A história de quando parei de fumar (ou tentei)
Comecei a fumar prestes a fazer 30 anos. Isso não me deu charme balzaquiano, nem envolveu cigarreiras lindas, mas me tornou em um ser com os dedos cheirando a escapamento e me trouxe a reprovação de praticamente todas as pessoas do meu círculo de amizades.
Eu tenho uma tendência ao vício. Meu pai fumou durante 25 anos e fumava, inclusive, deitado na cama ao lado da minha mãe. Quando era permitido, também dentro dos ônibus, em restaurantes, lojas de departamento.

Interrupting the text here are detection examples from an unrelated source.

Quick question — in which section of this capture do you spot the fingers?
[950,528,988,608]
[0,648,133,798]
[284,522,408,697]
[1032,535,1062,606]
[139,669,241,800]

Talvez tenha fumado dentro da maternidade, enquanto eu saía do ventre de minha mãe para começar minha humilde vida no Sacomã.
Viagens rodoviárias pareciam um martírio para ele, que esperava a primeira parada no Graal para fumar um Derby vermelho inteirinho, emocionado. Ele fumava enquanto trabalhava como pedreiro, com a colher-de-pedreiro em uma mão, o concreto na outra e o serviço à frente, como se tivesse cinco ou seis braços de uma deusa hindu.
Meu irmão também fumava. Fumava enquanto jogava videogame, enquanto preparava o jantar - ele fazia um delicioso cupim ao molho madeira com cinzas de Lucky Strike - e, bem, quando estava no banheiro (uma tia disse que ele já acendeu um embaixo do chuveiro).
Eu, por outro lado, nunca havia testado. Na adolescência, até me ofereceram, mas me dava uma crise de tosse com requintes de cachorro gripado. Não havia motivo lógico para fumar. Até que aconteceu. De repente, não mais do que repente, alguém me classificou como chaminé.
Passei a odiar o home office pois a solidão me fazia fumar ainda mais, como se eu estivesse ansioso em alguma cela do corredor da morte.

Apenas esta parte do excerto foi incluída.